Um outro aspecto sobre a oralidade previsto na BNCC é em relação à “oralização de textos em situações socialmente significativas” (BRASIL, 2018, p. 79). Esclareço que não verificarei esta abordagem. Justifico meu posicionamento através da perspectiva dos autores genebrinos. Dolz, Schneuwly e Haller (2011) diferenciam gênero oral e atividade de linguagem oral. Estes autores defendem que, ao ler um texto, há, assim, uma atividade de linguagem oral, através da escuta deste texto, porém não há a produção de texto, ou seja, não se produz um gênero, e sim a oralização de um texto escrito.

88 Apresento, na sequência, o Quadro 4. Nele, mostro o “tratamento para as práticas de linguagem que ocorrem em situação oral” (BRASIL, 2018, p. 79), para os Anos Iniciais do Ensino Fundamental.
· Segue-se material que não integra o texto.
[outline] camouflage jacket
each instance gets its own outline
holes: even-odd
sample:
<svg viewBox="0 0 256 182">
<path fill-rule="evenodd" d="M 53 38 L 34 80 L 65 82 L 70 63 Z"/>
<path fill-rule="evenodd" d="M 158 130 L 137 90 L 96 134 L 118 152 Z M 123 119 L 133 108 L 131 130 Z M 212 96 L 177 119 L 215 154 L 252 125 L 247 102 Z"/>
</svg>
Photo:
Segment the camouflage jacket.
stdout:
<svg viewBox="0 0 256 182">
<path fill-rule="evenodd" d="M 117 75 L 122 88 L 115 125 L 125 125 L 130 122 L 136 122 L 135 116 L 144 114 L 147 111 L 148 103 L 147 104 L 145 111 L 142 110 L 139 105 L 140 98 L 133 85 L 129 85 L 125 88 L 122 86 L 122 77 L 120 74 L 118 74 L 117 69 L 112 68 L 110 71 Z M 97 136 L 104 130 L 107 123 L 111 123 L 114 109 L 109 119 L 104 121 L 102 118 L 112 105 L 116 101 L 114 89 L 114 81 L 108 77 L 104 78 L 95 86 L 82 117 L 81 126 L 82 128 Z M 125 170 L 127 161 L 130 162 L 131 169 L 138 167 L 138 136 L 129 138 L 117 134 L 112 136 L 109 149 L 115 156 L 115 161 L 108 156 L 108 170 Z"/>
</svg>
Quadro 3: O tratamento para as práticas de linguagem que ocorrem em situação oral

Fonte: BNCC (BRASIL, 2018, p. 79-80)

A partir das indicações da primeira coluna, percebi que a primeira e a última linha possuem uma certa aproximação no aspecto da multissemiose. Assim, conforme dizem Carlomagno; Rocha (2016), busquei evitar a replicação do estudo e proporcionar a homogeneização das categorias de análise. Deste modo, adaptei estas previsões em 3 (três) categorias, as quais se relacionam com o primeiro objetivo desta Dissertação de Mestrado. As previsões às quais investiguei foram: compreensão de textos orais, construção de sentido utilizando para isso recursos multissemióticos e produção de textos orais.

A partir destas três categorias adaptadas por mim, acredito que é possível, enquanto se estuda os conteúdos das CN (no LD), produzir GOs e, concomitante a isto, o aluno ser mediado pelo professor para observar a prática da sua oralidade.

Sobre a importância do desenvolvimento da linguagem, a coleção BMC (2017) afirma que

89 O trabalho com a linguagem nesta obra, portanto, não pretende desviar o olhar do aluno dos conhecimentos das Ciências e do desenvolvimento das competências e habilidades relacionadas, mas, ao contrário, procura promover uma maior reflexão de forma a potencializar a aprendizagem destes conteúdos (YAMAMOTO, 2017, p. XXI).

Ainda, nesta reflexão, referente ao componente curricular de Língua Portuguesa, a BNCC salienta que o eixo da oralidade

[…] compreende as práticas de linguagem que ocorrem em situação oral com ou sem contato face a face, como aula dialogada, webconferência, mensagem gravada, spot de campanha, jingle, seminário, debate, programa de rádio, entrevista, declamação de poemas (com ou sem efeitos sonoros), peça teatral, apresentação de cantigas e canções, playlist comentada de músicas, vlog de game, contação de histórias, diferentes tipos de podcasts e vídeos, dentre outras. Envolve também a oralização de textos em situações socialmente significativas e interações e discussões (BRASIL, 2018, p. 78-79).

São muitas as oportunidades de se desenvolver as competências orais dos alunos (propondo que produzam GOs). Desta maneira, verifiquei se o LDCN atende estas normatizações da BNCC, mesmo tendo a clareza que estas previsões são para Língua Portuguesa, mas considerando a possibilidade de se criar uma relação dialógica.

Findadas as referências sobre material didático, no próximo capítulo trago a análise dos dados ‘frutificados’ com a pesquisa da coleção BMC (2017).

90 4 A FRUTIFICAÇÃO DOS DADOS

Se não houve frutos, valeu a beleza das flores; se não houve flores, valeu a sombra das folhas; se não houve folhas, valeu a intenção da semente.

Henfil

A fase da frutificação ocorre logo após a polinização da flor, ou seja, ela necessita de procedimentos transcorridos da natureza, garantindo, assim, a formação dos frutos daquilo que se plantou. Analogamente é o que considero acontecer na análise dos dados de uma pesquisa, já que são necessários os procedimentos metodológicos que assegurem a busca pelas respostas aos objetivos traçados durante o estudo.

Assim, neste capítulo, demonstro a análise dos dados obtidos com a pesquisa da coleção BMC (2017). Esses dados revelam os resultados que envolvem os três objetivos desta Dissertação de Mestrado: a) quanto à abordagem dos gêneros orais e o alinhamento com a BNCC (2018); b) quanto ao favorecimento ao letramento crítico do aluno; c) quanto à contribuição para a ampliação de capacidades requeridas em esferas extraescolares relacionadas a esses gêneros orais. Para analisar as propostas, estabeleci categorias de análise com as quais trabalhei.